Il coraggio di trovare i luoghi della fobia e di lasciarli emergere- ( p. 165) è rappresentato efficacemente tramite il riferimento ad una tecnica pittorica mutuata dalla fotografia- il cliché-verre- incisione di un’immagine applicata su di un vetrino sporco di bitume, grazie alla quale la luce può penetrare l’oscurità creando un pregevole effetto visivo: “Il motto è dunque ora sia fatta luce.
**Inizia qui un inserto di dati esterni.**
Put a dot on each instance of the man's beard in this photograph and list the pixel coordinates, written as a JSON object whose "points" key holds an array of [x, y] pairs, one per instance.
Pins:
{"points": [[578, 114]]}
E così mi avvio lentamente verso il nuovo mondo della tonalità” (p. 173), sono le parole del pittore Klee, che nei suoi lavori ne faceva un largo impiego.
Tramutare il nero in bianco, portare la luce laddove c’è buio: la metafora evocativa di una luce che penetra l’oscurità di un vetro, e col suo apporto luminoso riesce a costruire autentiche immagini, richiama l’idea di un paziente che si affida all’Io ausiliario del terapeuta e gli consente di far luce nel suo mondo oscuro e inconoscibile, fendendo quelle difese, ostinate e aggressive, che costituiscono le sbarre di una prigione travestita di libertà.
Lo scopo, in pittura come in terapia, diventa allora l’avvento del bianco, nella cui dimensione ogni fragore si annulla, e il resto dei colori viene inghiottito per lasciare il posto ad un silenzio creativo e chiarificante che consente la fuga verso infinite nuove possibilità.
Costruito sul filo ambivalente di un disordine che, mentre si afferma ostinatamente, chiede di essere disconfermato, il testo di Rivardo e Muzio Treccani analizza la simbologia espressiva dei pazienti con coraggio e chiarezza, contribuendo a portare la luce laddove, in apparenza, sembra esistere la sola oscurità. L’espressione mortifera del no può così diventare, come nel vetro scuro di Klee, una fenditura significante in grado di sostituire il bianco di Eros al nero di Tanatos. In vista di una trasformazione, un’evoluzione pacificante e produttiva che in ogni guerra rappresenta la sola autentica vittoria.